MONDAY, March 11, 2024 (HealthDay News) -- Three pesticides (lindane, simazine, and atrazine) are associated with Parkinson disease (PD) in the Rocky Mountains/Great Plains region of the United States, according to a study scheduled for presentation at the annual meeting of the American Academy of Neurology, to be held from April 13 to 18 in Denver.

Alexia Lapadat, Ph.D., from Amherst College in Massachusetts, and colleagues conducted a nationwide, population-based, geographical study of 21,549,400 Medicare beneficiaries and 465 pesticides to examine the role of pesticides on PD risk. The nationwide association for 65 pesticides was mapped using multiscale geographic weighted regression; pesticides were classified according to the strength and ratio of positive-to-negative regression coefficients.

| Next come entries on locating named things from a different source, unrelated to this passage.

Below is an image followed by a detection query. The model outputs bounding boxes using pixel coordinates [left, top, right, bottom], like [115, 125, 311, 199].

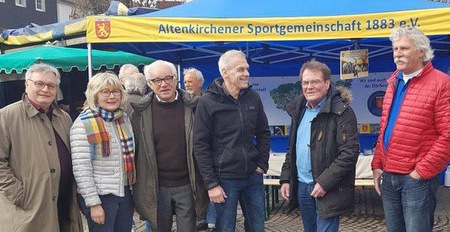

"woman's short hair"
[85, 72, 127, 110]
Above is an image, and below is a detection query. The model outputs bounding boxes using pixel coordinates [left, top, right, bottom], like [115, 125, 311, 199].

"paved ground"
[82, 187, 450, 232]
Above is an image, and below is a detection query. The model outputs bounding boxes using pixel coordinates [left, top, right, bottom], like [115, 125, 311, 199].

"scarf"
[80, 108, 135, 185]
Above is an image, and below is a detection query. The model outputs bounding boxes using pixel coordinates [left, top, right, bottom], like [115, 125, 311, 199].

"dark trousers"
[78, 186, 134, 232]
[381, 172, 439, 232]
[158, 184, 197, 232]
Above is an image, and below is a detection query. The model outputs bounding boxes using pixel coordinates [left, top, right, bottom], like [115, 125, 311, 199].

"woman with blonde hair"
[70, 72, 136, 232]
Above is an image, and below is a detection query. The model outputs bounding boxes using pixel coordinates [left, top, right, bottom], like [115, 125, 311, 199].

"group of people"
[0, 27, 450, 232]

The researchers identified 14 pesticides that were strongly associated with PD in the Rocky Mountain and Great Plains region. The strongest relationship with PD was seen for simazine, lindane, and atrazine. The relative risk for PD was 36 percent higher for counties with the highest versus the lowest decile of simazine application. The relative risks were 31 and 25 percent higher for counties in the top versus the lowest decile of application of atrazine and lindane, respectively. A modest dose-response relationship was seen between PD risk and all three pesticides.

"It's concerning that previous studies have identified other pesticides and herbicides as potential risk factors for Parkinson's, and there are hundreds of pesticides that have not yet been studied for any relationship to the disease," coauthor Brittany Krzyzanowski, Ph.D., from Barrow Neurological Institute in Phoenix, said in a statement.